They still need borders, as I wanted to assess how much fabric I had left before putting them on. Plus, I have little bits and pieces left that will go in the borders too.
But this post is all about how these quilts were put together, providing ideas for making one. My technique involves
1) having more than enough fabric (so there's no worry about being short),
2) designing a layout that's interesting, taking advantage of different sized blocks,
3) lining up some seams for ease in assembly,
4) being creative as the top is put together,
5) and having no fear to cut different sized strips!
The first step in this process is the shirts. The logos are cut out with plenty of space around them, at least 4 inches. Taking care to use a press cloth on the logos so that the paint/ink doesn't get on the iron, a lightweight fusible interfacing is applied to the backside to help control the stretchy knit. Leaving a 2-3 inch border around the logo, the shirts are trimmed and squared without being overly concerned about size consistency. I ended up with four different size ranges - large, medium (more wide than tall), small (approximately 6" square), and a couple short and wide pieces.
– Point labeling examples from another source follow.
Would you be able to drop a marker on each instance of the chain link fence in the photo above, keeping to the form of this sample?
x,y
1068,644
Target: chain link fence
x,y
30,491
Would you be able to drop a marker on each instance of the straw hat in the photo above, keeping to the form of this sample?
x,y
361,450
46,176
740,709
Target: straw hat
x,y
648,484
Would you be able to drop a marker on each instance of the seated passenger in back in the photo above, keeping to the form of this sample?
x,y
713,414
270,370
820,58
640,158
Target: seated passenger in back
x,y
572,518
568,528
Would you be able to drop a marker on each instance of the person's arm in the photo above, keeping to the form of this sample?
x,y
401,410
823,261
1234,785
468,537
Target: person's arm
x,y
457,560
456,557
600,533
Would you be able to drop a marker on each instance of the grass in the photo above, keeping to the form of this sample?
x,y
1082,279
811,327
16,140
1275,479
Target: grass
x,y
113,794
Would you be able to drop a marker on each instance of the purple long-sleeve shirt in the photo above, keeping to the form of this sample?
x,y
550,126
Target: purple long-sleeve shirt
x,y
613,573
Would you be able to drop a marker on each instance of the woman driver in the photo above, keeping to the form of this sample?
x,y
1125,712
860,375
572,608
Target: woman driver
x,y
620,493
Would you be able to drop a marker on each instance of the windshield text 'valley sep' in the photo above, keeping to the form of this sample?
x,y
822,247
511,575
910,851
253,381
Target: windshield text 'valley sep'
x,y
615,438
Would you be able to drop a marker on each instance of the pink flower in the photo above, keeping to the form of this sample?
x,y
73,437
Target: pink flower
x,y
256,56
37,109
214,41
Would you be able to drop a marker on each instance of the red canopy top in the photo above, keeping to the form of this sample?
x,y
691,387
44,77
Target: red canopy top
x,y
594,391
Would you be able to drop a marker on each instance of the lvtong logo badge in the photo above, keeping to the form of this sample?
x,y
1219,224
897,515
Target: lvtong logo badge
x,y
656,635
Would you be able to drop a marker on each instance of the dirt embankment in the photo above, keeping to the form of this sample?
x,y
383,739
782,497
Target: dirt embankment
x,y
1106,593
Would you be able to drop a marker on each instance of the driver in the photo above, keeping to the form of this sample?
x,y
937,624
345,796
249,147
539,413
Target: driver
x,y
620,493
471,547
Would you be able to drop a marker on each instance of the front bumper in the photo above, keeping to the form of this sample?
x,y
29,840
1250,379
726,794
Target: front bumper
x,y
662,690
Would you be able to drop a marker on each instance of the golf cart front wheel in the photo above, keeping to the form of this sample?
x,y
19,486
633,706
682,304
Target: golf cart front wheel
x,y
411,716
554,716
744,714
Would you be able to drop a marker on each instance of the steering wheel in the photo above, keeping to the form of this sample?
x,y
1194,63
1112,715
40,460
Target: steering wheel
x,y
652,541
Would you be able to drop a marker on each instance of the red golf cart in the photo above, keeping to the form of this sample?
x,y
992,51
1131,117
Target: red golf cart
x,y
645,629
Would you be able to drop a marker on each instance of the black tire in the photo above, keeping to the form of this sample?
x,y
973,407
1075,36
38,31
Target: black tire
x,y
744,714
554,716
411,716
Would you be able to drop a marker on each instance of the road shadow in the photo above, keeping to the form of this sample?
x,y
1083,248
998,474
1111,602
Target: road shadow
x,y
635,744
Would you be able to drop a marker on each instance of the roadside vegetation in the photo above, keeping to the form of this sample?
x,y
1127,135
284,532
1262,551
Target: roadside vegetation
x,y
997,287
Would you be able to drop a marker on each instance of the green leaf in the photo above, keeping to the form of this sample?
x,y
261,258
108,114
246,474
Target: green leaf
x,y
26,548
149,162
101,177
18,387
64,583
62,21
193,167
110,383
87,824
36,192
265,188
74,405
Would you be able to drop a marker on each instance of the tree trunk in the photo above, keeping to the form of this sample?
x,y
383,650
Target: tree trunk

Now time for the layout. Loosely using a 46" x 72" layout size, the shirts were arranged in a pleasing arrangement, with small, medium, and large pieces distributed evenly to fit within the space.
Shirts were lined up in some areas to make sewing the sashing easier. See the white lines in the pictures below.
If a shirt didn't fall on one of the sashing seam lines, it just needs to have strips added to it to bring it up to size.
Now to start sewing. I chose simple blocks that added interest, but didn't become the focus of the quilt. The four patches at the top complement the small logos, while helping to increase the size of block for that area.
This block is still small, and needs more sashing to bring up the size. Keeping design in mind to distribute color and interest, more sashing was added to the sides.
It's still just a wee bit small, so one more sashing strip goes on the sides. Notice that I am just sewing a strip and then cutting the extra length off. This is a much easier process than measuring the strip to length, and then sewing.
Now the top and bottom sashing gets added so that the new 'block' fits the shirt to the right. I'm not worried about the shirt to the left, as a sashing strip at the bottom of my newly created unit will fill in the space.
Time to move to the next section, that within the circle.
Again, keeping design, color, and interest in mind, black strips are laid out to see how they look in the space. The blue pieces on the edges of these black strips are the longer sashing strips mentioned above.
I'm pleased with this idea. Now I just need to figure out what width is needed for the blue strips in between. The gap measures 2 1/2", and 1/2" is added on each side for seam allowances. That's very important to remember - add 1/2" seam allowances to the strips. Here, the strips need to be 3 1/2".
I cut a 3 1/2" blue strip, sewed a black strip to each side, added another blue/black unit, and then cut the whole thing to the right width for the space.
The unit is then stitched to the corresponding shirt. This one ended up a bit longer than the shirt, so the excess was just trimmed away. I'm not going to fret over an 1/8 to 1/4 of an inch size difference between the strips.
Now the little block on the right needs sashing to fit the space. This time, black was sewn to the top and bottom of the small shirt logo,
and two black/blue strips are made for the sides, without a great concern for length. To get the small shirt block centered, it was creased in the middle, as was the corresponding shirt with sashing, (see the circle below) and those folds matched up.
Sewn on, the excess at the top and bottom is trimmed off after lining up the ruler with the shirt to the left.
Now all of the pieces in that area can be sewn together. The upper corner of the top is now done.
I could go on, but I think you get the idea of how to do this. If the t-shirt block is too small, add blocks or sashing to make it fit the area, being creative in the design. Also, add sashing in between blocks for ease of sewing units together. The result is a fun t-shirt quilt that will make it's owner very happy!